Working the angles can be a very precise and rewarding change to your training and to help you out in this regard, here are three great tips to follow while you employ this new approach to working out.

Find the Least Restrictive Movement Plane

If you have any time under your weight belt in the gym, then you have already established your own natural movements as they apply to all of the different exercises you have used. You get comfortable performing movements a certain way and due to this, adaptation has set in and the effect of the training stimulus begins to lessen.

An easy way to correct this and to induce a new response, even when using the same exercises, is to simply change the angle you are pushing or pulling in ever so slightly to maintain the least restrictive plane of movement.

Remember, this will all be new to you and the last thing you want to have happen is injury which is why I highly recommend the angle change you use still fit within your comfort zone to some degree to avoid anything negative happening.

So, a slight adjustment up or down on the seat, a small tilt forwards or backwards, a notch up or down on the adjustable bench or a slot up or down on the cable system you use is all it takes at first.

Find Your Most Disadvantaged Position

Most of us love feeling strong when in the gym and want to move as much weight as possible. It’s a great feeling and overall sense of accomplishment when it occurs. In doing so, we always seem to put ourselves in the strongest position or set up possible just prior to engaging in the lift.

Again, this will only benefit you for so long before it doesn’t anymore and to continue accruing new gains in strength and muscle, why not find an angle where you don’t feel strong in the movement and then work on feeling strong from that position?

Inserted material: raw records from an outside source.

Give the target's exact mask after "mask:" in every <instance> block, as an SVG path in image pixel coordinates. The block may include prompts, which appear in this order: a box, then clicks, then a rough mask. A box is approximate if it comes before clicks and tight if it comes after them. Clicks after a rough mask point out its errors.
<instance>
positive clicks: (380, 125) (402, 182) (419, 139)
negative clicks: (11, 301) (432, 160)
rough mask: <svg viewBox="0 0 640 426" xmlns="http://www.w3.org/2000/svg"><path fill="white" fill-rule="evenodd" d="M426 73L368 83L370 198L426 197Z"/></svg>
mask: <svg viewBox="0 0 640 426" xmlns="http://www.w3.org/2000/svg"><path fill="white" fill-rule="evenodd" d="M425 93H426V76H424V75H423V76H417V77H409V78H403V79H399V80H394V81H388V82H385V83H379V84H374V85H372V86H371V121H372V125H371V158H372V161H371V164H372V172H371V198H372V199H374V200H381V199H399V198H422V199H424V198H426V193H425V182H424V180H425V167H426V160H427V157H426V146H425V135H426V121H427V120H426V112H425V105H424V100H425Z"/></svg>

If you can work towards getting stronger from your most disadvantaged position in an exercise, think about how much more strength you’ll have and how much more subsequent muscle tissue you’ll be able to build.

So, the next time you’re in the gym, go to your favorite exercises for whatever muscle group you’re training, lock in where you feel good and then move around until you don’t feel good and then ease into working from those by articulating your angles to find new gains.

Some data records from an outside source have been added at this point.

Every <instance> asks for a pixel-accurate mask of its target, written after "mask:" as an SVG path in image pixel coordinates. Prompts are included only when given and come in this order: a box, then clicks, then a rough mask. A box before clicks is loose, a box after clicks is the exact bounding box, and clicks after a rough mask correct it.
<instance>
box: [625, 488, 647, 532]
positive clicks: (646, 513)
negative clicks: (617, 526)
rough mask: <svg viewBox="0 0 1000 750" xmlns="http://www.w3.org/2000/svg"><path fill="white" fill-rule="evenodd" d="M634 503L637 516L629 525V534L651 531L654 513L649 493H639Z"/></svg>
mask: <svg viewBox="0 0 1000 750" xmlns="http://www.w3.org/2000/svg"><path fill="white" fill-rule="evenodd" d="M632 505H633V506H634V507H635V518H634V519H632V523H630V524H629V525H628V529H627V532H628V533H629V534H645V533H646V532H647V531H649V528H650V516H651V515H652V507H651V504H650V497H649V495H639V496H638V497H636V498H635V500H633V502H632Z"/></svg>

Eliminate Momentum When Articulating Your Angles

The final piece of advice here for articulating your angles and working from new positions in old exercises is to make sure you avoid using any sort of momentum or body English to move the same weights you have become accustomed to moving in these exercises.

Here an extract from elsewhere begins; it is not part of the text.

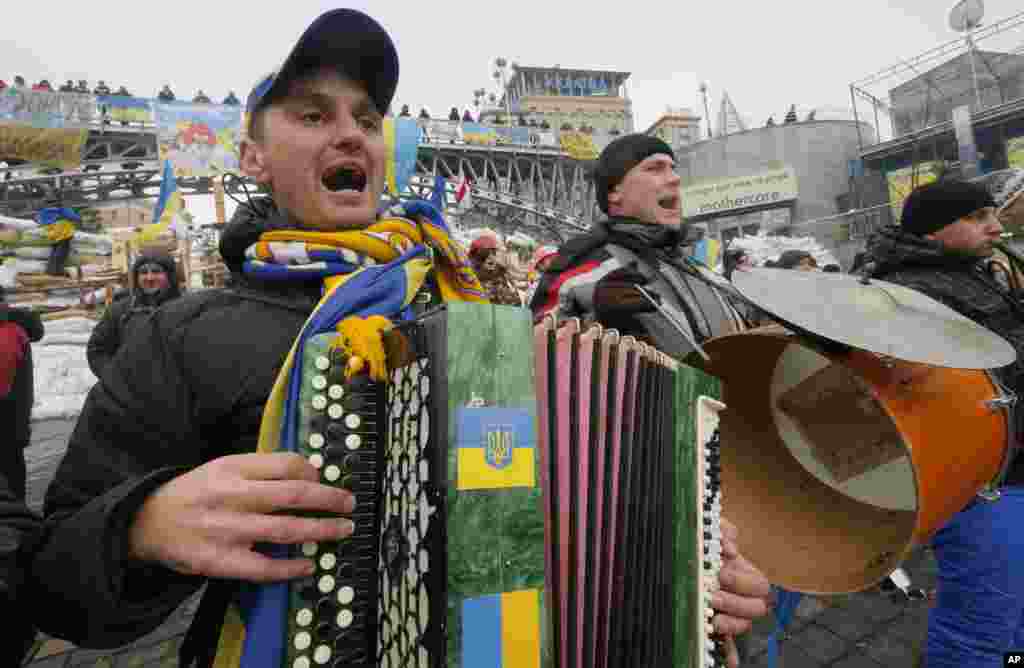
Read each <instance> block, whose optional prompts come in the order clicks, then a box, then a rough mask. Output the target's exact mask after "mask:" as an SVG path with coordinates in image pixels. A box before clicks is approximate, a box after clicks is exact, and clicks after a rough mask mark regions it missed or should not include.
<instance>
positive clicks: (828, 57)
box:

The fact of the matter is that you’re not going to be as strong from a different angle as you were in your normal movement plane so just be fine with that and work on improving it.

That’s about as simple as it gets here and any type of momentum you put into the exercise just to move weight will do you no good and has the potential for harm.

Be patient, the strength will come, the muscle will build and when you do get to the same level of power from the new angle, once you go back to your old ways, you’ll be incredibly surprised by how much work you have to do again to build strength back up there which again just means a new stimulus for more growth.

The never-ending game we all play in the gym with figuring out what’s best for our goals is really the fun of it all. Sure, you can go into the gym and do the same thing week after week and there is a lot to say about consistency but even the smallest of change can be beneficial.

Articulating you angles is easy; it doesn’t require you to re-structure your training, you don’t need any new equipment to do it and to the untrained eye, no one would even be able to tell you’re doing anything different.

That’s the beauty of articulating your angles. You can stick with the exercises you love doing or if you’re limited to what you have to work with, you will always have a new training stimulus at your disposal by simply looking for ways to incorporate a new movement plane into your training. The angles you have to work with are endless so use them.

Be smart, take an intelligent approach to your training, think outside the box and articulate your gains through your movement patterns for a better you.